By the way: that the list handling functions are called differently than in all other languages is another bad design decision: ConvertAll instead of Map, FindAll instead of Filter etc.
Lastly, if you want pain, work with java for a bit. All these "enterprisey" languages accumulate amazing mounts of cruft, because they have promise support for a bajillion years for anyone to think of using it. Your options are keep bolting things on as nicely as you can (C#), or just don't add anything to the language, even when it gets horribly out of date (java)
At least most language features of java work well with other language features. Half of C#'s language features are no longer usable if you for example use generic types: no operators, no static methods etc.
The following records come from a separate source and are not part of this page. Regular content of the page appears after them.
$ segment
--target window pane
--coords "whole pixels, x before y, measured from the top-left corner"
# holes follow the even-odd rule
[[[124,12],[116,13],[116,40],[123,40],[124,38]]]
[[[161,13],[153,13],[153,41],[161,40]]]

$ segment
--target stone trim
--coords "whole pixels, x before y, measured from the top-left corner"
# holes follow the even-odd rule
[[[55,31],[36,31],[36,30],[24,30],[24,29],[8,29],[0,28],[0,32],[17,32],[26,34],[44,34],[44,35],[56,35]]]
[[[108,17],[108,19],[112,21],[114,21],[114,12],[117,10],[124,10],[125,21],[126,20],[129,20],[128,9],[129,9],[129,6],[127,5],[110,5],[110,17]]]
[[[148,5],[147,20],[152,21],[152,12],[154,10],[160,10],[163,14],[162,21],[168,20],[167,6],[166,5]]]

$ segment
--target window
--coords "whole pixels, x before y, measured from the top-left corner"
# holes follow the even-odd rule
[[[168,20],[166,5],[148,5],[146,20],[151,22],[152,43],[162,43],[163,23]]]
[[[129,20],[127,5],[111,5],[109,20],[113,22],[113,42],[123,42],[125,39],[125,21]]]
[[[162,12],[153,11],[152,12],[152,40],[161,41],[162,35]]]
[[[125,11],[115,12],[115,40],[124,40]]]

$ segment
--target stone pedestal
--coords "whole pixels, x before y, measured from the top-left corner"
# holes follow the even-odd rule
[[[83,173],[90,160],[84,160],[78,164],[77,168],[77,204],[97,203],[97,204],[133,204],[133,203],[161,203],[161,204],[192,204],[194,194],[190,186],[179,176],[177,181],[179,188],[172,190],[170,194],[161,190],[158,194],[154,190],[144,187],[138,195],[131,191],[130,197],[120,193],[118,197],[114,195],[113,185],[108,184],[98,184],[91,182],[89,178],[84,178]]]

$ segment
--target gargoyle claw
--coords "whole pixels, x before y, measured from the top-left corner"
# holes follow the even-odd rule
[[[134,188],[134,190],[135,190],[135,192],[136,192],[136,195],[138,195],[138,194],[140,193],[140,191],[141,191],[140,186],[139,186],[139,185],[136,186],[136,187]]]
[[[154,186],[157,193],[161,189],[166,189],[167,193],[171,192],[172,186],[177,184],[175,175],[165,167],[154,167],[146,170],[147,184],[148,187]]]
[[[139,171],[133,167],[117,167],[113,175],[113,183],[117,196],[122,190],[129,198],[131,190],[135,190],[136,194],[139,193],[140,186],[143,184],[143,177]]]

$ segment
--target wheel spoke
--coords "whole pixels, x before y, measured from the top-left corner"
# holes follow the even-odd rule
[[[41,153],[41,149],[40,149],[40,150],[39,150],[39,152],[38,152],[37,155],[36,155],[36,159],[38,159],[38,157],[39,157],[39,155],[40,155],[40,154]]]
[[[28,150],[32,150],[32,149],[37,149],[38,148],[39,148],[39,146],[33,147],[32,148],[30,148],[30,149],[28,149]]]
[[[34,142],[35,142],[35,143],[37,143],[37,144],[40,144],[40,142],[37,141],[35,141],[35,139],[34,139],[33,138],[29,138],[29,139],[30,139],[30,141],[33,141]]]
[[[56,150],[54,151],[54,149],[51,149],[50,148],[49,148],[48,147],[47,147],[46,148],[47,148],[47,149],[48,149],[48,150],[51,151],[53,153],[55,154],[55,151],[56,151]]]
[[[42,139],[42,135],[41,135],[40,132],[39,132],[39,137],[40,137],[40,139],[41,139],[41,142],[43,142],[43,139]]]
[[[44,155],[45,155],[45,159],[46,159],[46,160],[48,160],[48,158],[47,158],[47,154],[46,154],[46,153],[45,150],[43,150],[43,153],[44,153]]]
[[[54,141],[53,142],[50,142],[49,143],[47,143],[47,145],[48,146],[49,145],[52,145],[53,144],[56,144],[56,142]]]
And at least the java class library contains some decent collections. The .net framework does not even provide an interface for a set. And there is not even a default implementation of the most basic concurrency data structure: a blocking queue.
The few interfaces they do provide in .net (e.g. IEquatable<T>) are not even consistently used by the basic language constructs (e.g. enums do not implement IEquatable).
If you compare C# to a modern JVM language like scala it looks like a toy. And C++ allows a much higher level of abstraction than C# ever will because of template metaprogramming.
Every single language feature of C# looks pretty neat in small examples. But whenever you dig a bit deeper you see that that is all just a facade. To every rule there are hundreds of exceptions. Properties look just like fields, but you can not use ref parameters with properties. Every abstraction is leaky.